Other thermoablative techniques such as heater probe ablation [66] do not appear to have significant advantages over the previously described methods. Other endoscopic techniques with limited experience such as cryotherapy may offer some additional advantages. Cryotherapy [67] consists of rapid expansion of compressed nitrous oxide; one of the potential therapies for mucosal vascular lesions in the GI tract is the application of extremely low temperatures to achieve a controlled thermal injury with resultant tissue destruction.

Regarding the pharmacotherapy, limited experience was reported. In an open pilot study, Tran et al. demonstrated complete cessation of bleeding in four patients and reduction in transfusion requirements in all patients [68]. Despite good control of bleeding, hormonal therapy did not modify the endoscopic appearance in any of the patients. Thus, it is likely that bleeding will recur on discontinuation of therapy. Some improvement has also been described in case reports with the use of octreotide [69], corticosteroids [70, 71], thalidomide [72], serotonin antagonist [73], and calcitonin [74].

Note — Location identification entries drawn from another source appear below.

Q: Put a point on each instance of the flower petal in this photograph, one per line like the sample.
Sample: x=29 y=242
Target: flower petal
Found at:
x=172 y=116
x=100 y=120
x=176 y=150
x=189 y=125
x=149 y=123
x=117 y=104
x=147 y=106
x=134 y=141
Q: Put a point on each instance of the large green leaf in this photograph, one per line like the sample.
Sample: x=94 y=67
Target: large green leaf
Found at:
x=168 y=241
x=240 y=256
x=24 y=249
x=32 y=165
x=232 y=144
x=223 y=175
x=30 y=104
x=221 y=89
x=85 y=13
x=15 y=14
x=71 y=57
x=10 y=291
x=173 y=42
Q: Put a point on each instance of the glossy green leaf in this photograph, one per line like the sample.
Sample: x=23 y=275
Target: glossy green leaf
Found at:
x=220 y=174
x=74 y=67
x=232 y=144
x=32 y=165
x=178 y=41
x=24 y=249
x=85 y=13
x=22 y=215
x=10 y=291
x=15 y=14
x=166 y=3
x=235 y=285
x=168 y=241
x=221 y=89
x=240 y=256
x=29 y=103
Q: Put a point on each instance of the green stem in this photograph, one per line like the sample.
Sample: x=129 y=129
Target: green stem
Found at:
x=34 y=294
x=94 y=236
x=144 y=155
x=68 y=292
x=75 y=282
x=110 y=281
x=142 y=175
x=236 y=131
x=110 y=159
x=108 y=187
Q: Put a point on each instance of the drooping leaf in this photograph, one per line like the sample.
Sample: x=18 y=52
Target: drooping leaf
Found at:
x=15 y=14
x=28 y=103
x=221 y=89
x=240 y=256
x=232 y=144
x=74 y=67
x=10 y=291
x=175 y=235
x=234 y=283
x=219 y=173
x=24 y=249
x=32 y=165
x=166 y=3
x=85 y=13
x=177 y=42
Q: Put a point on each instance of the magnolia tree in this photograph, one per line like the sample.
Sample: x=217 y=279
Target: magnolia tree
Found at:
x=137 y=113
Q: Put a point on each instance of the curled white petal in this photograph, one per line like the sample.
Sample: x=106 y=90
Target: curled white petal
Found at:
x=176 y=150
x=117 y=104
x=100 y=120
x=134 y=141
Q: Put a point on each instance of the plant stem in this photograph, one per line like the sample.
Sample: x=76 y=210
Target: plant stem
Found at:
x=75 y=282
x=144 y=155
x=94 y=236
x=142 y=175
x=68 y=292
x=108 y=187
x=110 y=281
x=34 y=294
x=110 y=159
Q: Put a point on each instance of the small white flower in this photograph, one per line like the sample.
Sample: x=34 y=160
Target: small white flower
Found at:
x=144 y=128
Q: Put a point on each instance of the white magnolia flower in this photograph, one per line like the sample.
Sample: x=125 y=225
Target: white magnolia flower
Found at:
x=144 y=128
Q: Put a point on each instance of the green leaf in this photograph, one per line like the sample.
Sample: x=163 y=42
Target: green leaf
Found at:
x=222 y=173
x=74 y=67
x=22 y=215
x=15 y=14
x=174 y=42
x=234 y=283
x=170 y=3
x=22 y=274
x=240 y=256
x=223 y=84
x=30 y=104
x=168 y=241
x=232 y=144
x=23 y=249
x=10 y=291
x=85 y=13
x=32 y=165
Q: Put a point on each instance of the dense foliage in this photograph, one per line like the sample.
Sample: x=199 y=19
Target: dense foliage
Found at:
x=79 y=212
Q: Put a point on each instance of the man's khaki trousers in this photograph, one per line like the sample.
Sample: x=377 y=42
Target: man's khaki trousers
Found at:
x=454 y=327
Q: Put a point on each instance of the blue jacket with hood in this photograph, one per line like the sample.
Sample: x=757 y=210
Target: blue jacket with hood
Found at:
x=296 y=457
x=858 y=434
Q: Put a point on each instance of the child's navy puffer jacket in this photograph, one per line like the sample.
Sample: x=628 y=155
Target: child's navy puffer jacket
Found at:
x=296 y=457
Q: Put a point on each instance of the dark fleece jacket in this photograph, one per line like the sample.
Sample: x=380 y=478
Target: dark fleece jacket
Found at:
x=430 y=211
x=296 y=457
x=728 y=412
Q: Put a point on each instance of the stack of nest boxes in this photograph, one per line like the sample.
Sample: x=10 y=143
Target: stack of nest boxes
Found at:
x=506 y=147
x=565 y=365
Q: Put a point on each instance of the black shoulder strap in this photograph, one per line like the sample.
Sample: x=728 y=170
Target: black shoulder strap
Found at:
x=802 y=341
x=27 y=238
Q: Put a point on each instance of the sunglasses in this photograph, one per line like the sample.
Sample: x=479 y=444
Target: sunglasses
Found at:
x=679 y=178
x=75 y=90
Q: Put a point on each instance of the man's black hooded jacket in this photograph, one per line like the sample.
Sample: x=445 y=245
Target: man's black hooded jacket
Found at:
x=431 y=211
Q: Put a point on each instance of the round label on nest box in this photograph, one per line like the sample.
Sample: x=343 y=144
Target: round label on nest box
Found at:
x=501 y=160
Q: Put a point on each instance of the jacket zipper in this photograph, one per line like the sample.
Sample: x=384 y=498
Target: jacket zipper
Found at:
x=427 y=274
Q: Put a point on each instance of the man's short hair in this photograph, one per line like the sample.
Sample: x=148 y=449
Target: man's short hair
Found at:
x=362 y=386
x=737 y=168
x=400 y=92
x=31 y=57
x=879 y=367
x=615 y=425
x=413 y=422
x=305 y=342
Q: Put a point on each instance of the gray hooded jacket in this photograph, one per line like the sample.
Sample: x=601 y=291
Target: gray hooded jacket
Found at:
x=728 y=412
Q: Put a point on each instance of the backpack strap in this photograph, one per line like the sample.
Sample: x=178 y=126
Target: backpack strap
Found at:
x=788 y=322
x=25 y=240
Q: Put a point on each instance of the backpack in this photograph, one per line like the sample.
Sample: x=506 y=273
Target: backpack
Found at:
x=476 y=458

In extreme circumstances, surgical treatments including antrectomy [75] and liver transplantation [42, 76] can cure GAVE syndrome, but in the setting of portal hypertension and cirrhosis, antrectomy can be associated with a significant mortality risk [43, 77].

Conclusions

PHG and GAVE have entirely different pathophysiological mechanisms, endoscopic appearance, and management, despite their sharing similar clinical manifestations. Most cases will present as chronic bleeding, although there may be some cases of acute life-threatening bleed. PHG commonly occurs in the setting of portal hypertension, but GAVE can also be observed in patients with other conditions. The treatment of PHG is based on measures that reduce portal pressure, namely the administration of beta-blockers. On the other hand, gastric vascular ectasia responds to endoscopic treatment.